I am more generous with myself. Giving to others was a no-brainer, but with myself I played the “I bet I can carry on without that” game, instead of actually considering whether it was a good idea. For myself I had an automatic ‘no’. I was Scrooge.

Scrooge Head Maquette

I don’t mean to suggest that more is better and you should fulfil your every whim, but sometimes you lose more by going without than you gain. In the spirit of which, I had an enjoyable struggle with the AW exercises on self-nurture, over six months and during one week.

In the longer term, I plan to reward myself for finishing the current WIP draft with a new fountain pen (droooool). I also want to learn to crochet.

While I was off work sick, I managed to read nine Agatha Christie novels, three Ngaio Marshes, and two Patricia Wentworths. This was so relaxing and refreshing I had the brilliant idea of setting aside a day every now and again to do nothing at all but read. Perhaps once a month?

90124_reading_in_bed

My nurturing week includes classic things like a movie or an icecream, and simple things I enjoy like having a nice sit-down afternoon tea, or going to a charity shop to try on hats. I may also buy a magazine – no magazine in particular – and go through it for pictures to put in my scrapbook.
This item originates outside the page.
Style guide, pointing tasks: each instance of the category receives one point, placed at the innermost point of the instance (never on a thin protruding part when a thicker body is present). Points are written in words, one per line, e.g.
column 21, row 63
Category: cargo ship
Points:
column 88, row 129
The Artist’s Way also challenges us to reconsider our understanding of God, particularly in the area of creativity. I have realized lately that I need to learn to trust God more and trust his dreams for me.
After all – look how far he’s brought me already.

Looking back down

Exercise 5 invites us to list the ways we will continue to change as we allow our creativity to grow and flourish. My very scientific projections suggest that I will become more relaxed, more joyful, more enthusiastic, more energetic, more generous – and more productive.

A little scrap of joy to end: sometime in the last month someone somewhere entered the words “blancmange pen” into their search engine – and they found me. My life has not been in vain.